Python sqlite and regex.

2006-05-19 Thread Julien ARNOUX
Hi,
I'd like to use regular expressions in sqlite query, I using apsw module
but it doesn't work...Can you help me ?
My script:

import apsw
import re

path = 'db/db.db3'

#regexp function (extract from python-list discusion)
def regexp(expr, item):
reg = re.compile(expr)
return reg.match(item) is not None

con = apsw.Connection(path)
#create function
con.createscalarfunction(REGEXP, regexp)
cur = con.cursor()
#exampl
cur.execute(select foo from test where foo regex 'aa.[0-9]))

and the error is:

cur.execute('select foo from test where foo regex tata')
apsw.SQLError: SQLError: near regex: syntax error

Thanks



-- 
http://mail.python.org/mailman/listinfo/python-list


Re: Python sqlite and regex.

2006-05-19 Thread Dan Sommers
On Fri, 19 May 2006 14:47:10 +0200,
Julien ARNOUX [EMAIL PROTECTED] wrote:

 cur.execute(select foo from test where foo regex 'aa.[0-9]))

 and the error is:

 cur.execute('select foo from test where foo regex tata')
 apsw.SQLError: SQLError: near regex: syntax error

I think you're missing a closing quote on that regex; or perhaps that's
an extra closing parenthesis at the end.

Also, it's probably best to let the database module do any escaping you
may need.  For example:

fooregex = r'aa.[0-9]'
sql = 'select foo from test where foo regex %s'
cur.execute( sql, tuple( fooregex ) )

See the DP API spec for more information.

Regards,
Dan

-- 
Dan Sommers
http://www.tombstonezero.net/dan/
I wish people would die in alphabetical order. -- My wife, the genealogist
-- 
http://mail.python.org/mailman/listinfo/python-list


Re: Python sqlite and regex.

2006-05-19 Thread Matt Good
SQLite3 already has a REGEXP function, so you don't need to create your
own.

As Dan mentioned you also have a problem in your expression: 'aa.[0-9])
You need a closing quote on the expression, and you need to match the
close paren with an open paren, or remove it.

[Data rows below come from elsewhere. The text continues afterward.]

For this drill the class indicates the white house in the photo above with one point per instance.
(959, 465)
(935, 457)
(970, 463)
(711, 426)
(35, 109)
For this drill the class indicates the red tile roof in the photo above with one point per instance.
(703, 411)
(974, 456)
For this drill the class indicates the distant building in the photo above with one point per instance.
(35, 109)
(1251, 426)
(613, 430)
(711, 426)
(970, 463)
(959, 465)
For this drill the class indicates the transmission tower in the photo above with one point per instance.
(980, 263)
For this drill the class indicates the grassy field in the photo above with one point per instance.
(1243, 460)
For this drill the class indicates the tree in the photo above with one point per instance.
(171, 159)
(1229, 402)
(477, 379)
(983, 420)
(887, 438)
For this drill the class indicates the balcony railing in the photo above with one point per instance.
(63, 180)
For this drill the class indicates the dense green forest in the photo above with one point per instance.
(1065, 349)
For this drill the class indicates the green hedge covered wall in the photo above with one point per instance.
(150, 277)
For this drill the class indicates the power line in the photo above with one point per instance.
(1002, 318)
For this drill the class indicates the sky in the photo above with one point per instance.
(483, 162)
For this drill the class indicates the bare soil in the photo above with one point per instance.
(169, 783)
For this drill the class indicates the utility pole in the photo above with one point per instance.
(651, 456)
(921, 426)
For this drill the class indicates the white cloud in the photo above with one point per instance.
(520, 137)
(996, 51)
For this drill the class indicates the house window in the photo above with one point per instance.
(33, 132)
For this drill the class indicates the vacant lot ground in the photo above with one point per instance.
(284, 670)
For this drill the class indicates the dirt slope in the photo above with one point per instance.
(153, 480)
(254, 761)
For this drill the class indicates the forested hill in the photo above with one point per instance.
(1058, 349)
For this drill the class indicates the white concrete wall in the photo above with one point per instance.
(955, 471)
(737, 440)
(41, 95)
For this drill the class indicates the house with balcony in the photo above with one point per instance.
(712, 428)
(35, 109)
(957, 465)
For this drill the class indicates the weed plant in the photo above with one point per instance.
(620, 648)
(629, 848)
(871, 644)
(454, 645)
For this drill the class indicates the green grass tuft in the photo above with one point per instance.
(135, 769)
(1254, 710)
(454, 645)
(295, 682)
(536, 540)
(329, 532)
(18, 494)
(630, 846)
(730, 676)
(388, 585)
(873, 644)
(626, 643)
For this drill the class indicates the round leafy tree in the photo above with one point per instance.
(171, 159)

Also, in case you weren't aware, there will be a sqlite3 module in
Python 2.5 based on pysqlite 2.2: http://initd.org/tracker/pysqlite

Using pysqlite will make it easier to move to the Python 2.5 sqlite3
module if that's important to you.

-- Matt Good

-- 
http://mail.python.org/mailman/listinfo/python-list


Re: Python sqlite and regex.

2006-05-19 Thread Gerhard Häring
-BEGIN PGP SIGNED MESSAGE-
Hash: SHA1

Matt Good wrote:
 SQLite3 already has a REGEXP function, so you don't need to create your
 own. [...]

Yes, but SQLite does not include a regular expression engine, and thus
according to the SQLite docs you need to register a REGEXP function in
order to make the REGEXP operator work:


The REGEXP operator is a special syntax for the regexp() user function. No
regexp() user function is defined by default and so use of the REGEXP
operator will normally result in an error message. If a user-defined
function named regexp is defined at run-time, that function will be
called in order to implement the REGEXP operator.


- -- Gerhard
-BEGIN PGP SIGNATURE-
Version: GnuPG v1.4.1 (GNU/Linux)
Comment: Using GnuPG with Thunderbird - http://enigmail.mozdev.org

iD8DBQFEbfbQdIO4ozGCH14RAqqqAJ49/9Kpi8xA6AyGB0tVJ/JcU4MczgCgoIsW
gdYgUl9ge63CiHqj4Mzgpns=
=1ZDV
-END PGP SIGNATURE-
-- 
http://mail.python.org/mailman/listinfo/python-list


Re: Python sqlite and regex.

2006-05-19 Thread Paul McGuire
Gerhard Häring [EMAIL PROTECTED] wrote in message
news:[EMAIL PROTECTED]
 -BEGIN PGP SIGNED MESSAGE-
 Hash: SHA1

 Matt Good wrote:
  SQLite3 already has a REGEXP function, so you don't need to create your
  own. [...]

 Yes, but SQLite does not include a regular expression engine, and thus
 according to the SQLite docs you need to register a REGEXP function in
 order to make the REGEXP operator work:

 
 The REGEXP operator is a special syntax for the regexp() user function. No
 regexp() user function is defined by default and so use of the REGEXP
 operator will normally result in an error message. If a user-defined
 function named regexp is defined at run-time, that function will be
 called in order to implement the REGEXP operator.
 


This is very interesting.  So I *could* define my own regexp function that
processes not regular expressions, but say, glob-like strings, which are
usually much easier for end users to work with (very basic wild-carding
where '*' matches one or more characters, and '?' matches any single
character - maybe add '#' to match any single digit and '@' to match any
single alpha character).

-- Paul


-- 
http://mail.python.org/mailman/listinfo/python-list

Re: Python sqlite and regex.

2006-05-19 Thread Paul McGuire
Paul McGuire [EMAIL PROTECTED] wrote in message
news:[EMAIL PROTECTED]

 where '*' matches one or more characters, and '?' matches any single

oops, I meant '*' matches zero or more characters.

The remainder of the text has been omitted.